A FUNDAMENTAÇÃO DA FILOSOFIA

ATRAVÉS DA SEMIÓTICA

A superação da metafísica que estava na base dos projetos de Heidegger e Wittgenstein levou não só à destruição da metafísica como também da filosofia transcendental, por considerar que o projeto kantiano de construção de uma fundamentação válida para todo conhecimento devesse ser abandonado como ilusório. Heidegger e Wittgenstein tiveram sucesso em demonstrar como pressuposições transcendentais eram desnecessárias para a constituição de suas próprias filosofias, assentando-as na contingência da “história do ser” ou nos infinitamente plurais e diferenciados “jogos de linguagem” e “formas de vida”. Essa “destranscendentalização” da filosofia (Rorty) em favor de um filosofar pós-metafísico ou pós-sistemático levaram à crise da filosofia contemporânea, incapaz de fornecer bases consistentes para responder aos problemas macro- éticos de nosso tempo. Contudo, segundo Apel, é possível fundamentar a filosofia crítica em geral de modo pós-metafísico através da semiótica transcendental, cujo precursor foi Charles S. Peirce.

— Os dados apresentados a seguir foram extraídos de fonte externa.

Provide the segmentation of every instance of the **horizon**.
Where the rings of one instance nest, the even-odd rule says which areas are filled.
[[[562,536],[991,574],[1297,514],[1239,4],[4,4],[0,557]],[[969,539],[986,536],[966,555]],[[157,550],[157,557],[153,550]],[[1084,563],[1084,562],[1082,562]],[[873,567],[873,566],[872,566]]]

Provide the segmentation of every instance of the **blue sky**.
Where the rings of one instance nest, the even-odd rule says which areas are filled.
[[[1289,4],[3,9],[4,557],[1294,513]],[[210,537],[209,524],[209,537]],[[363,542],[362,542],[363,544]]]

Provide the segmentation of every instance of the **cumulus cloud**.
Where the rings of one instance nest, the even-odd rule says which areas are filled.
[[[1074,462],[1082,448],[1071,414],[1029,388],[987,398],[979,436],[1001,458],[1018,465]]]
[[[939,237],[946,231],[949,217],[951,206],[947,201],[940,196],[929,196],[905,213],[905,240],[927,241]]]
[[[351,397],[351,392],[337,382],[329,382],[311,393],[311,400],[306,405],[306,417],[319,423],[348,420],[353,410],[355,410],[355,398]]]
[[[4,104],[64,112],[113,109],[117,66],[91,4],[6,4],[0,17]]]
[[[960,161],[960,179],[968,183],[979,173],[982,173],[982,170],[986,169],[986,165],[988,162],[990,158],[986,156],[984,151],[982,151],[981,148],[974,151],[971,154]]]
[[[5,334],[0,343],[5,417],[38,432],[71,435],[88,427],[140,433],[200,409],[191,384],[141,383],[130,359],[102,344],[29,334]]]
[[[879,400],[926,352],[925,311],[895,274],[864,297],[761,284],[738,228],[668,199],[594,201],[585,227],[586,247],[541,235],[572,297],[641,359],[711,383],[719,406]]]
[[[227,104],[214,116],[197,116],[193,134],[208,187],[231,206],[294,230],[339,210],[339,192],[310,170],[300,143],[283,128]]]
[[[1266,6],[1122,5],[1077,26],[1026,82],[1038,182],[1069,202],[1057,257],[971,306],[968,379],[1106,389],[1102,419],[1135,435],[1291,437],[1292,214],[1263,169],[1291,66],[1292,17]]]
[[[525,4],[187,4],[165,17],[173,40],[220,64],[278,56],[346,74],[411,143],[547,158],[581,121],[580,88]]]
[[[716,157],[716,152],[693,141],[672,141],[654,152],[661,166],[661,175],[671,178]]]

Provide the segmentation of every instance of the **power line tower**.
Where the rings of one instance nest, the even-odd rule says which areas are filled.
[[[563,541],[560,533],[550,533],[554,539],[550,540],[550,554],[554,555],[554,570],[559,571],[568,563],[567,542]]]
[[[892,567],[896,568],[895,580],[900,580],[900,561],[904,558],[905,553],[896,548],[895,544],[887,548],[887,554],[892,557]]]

Peirce, como Heidegger e Wittgenstein, também partiu de uma transformação da filosofia de Kant, mas ao contrário de ambos os filósofos continentais, reconstruiu a filosofia transcendental sem abandonar a pressuposição das condições necessárias e universais de possibilidade do conhecimento válido intersubjetivamente. Explicando melhor, Peirce demonstrou que o “transcendentalismo” realmente é algo dispensável, mas isso significa que toda tradição da filosofia do sujeito estava errada ao postular que o fundamento de toda cognição possível encontra-se na consciência e não que a fundamentação do conhecimento não seja possível. Poderíamos dizer que Peirce provocou uma “mudança de paradigma” ao deslocar o problema do conhecimento centrado na relação sujeito-objeto para a relação sígnica intersubjetiva que precede todo conhecimento empírico e falível. Com isso,

segundo Apel, Peirce “prefigurou, pelo menos para filosofia teórica, uma alternativa para toda ‘superaração’ da metafísica e filosofia transcendentais que hoje sugerem uma total destranscendentalização e portanto, uma relativização de todas as condições imagináveis de validade intersubjetiva – inclusive das normas éticas”150. Essa alternativa constitui a base fundamental sobre a qual

Apel construiu sua própria fundamentação da filosofia e, particularmente, da ética do discurso. Seu contato com a obra de Peirce nos anos 60 foi decisivo para a formulação do conceito de comunidade ilimitada de comunicação como fundamento a priori de todo conhecimento, inclusive da filosofia. Por isso, faz-se necessário uma cuidadosa análise da interpretação de Peirce realizada por Apel em seu processo de assimilação e crítica em relação à obra de Peirce151 como

condição para uma exata compreensão do que constitui a ética do discurso que, a nosso ver, não pode ser reduzida simplesmente a uma ampliação do princípio de contradição já presente em Aristóteles152.